Sometimes you get lucky and get a whole cord of Black birch. ;)
 
95% of what i get is oak...so i just stack by the year. but the other 5% of what i call "selects" and they go on their own piles, by season. its usually a mix of cherry and holly. i do it for fun more then anything else, i could easily throw the "selects" on top of the oak for next year... i like to fill the stoves with holly and cherry on a cold snowy night though. now organizing your wood pile can bit more complicated, especially when you have leftovers and new stuff with limited stacking room. its important to keep a plan of organization for your wood pile though.
 
I have about 95% oak also but since some of it is standing or fallen dead, I sort it by dead and "not dead yet" (with apologies to Monty Python).
 
white oak -1 cord good to go
red oak - 6 cord good to go - 3 needs two more years
maple - 4 cord good next year, 1/2 cord good to go
white pine - 1 good to go, 1/2 cord next year
 
I don't pay one ounce of attention to the variety I am stacking.

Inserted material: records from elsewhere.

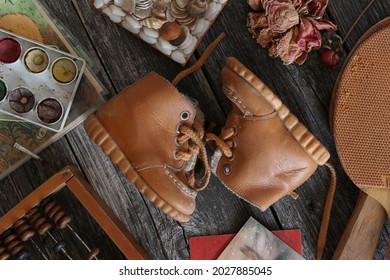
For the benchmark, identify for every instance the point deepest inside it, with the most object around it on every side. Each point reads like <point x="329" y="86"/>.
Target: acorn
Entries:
<point x="331" y="58"/>
<point x="172" y="32"/>
<point x="197" y="8"/>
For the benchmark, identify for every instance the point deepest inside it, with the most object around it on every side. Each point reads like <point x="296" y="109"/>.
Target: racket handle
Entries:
<point x="360" y="237"/>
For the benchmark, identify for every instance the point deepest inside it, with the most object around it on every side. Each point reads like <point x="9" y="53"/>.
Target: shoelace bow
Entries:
<point x="196" y="148"/>
<point x="223" y="141"/>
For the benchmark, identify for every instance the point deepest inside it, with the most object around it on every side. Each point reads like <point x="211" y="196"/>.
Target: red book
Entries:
<point x="210" y="247"/>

I pay an ounce or two, but that's all. I don't want a big stash of cedar by itself, for example, so I make sure it's mixed in with the rest. But red oak vs. white oak vs. hickory vs. locust doesn't matter. It gets stacked and it gets burned.
 
I purchased a used Amazon warehouse and use the robots to sort and stack my wood. Then I can use my phone to order whatever species I want and it's delivered to my door.
By drone I assume.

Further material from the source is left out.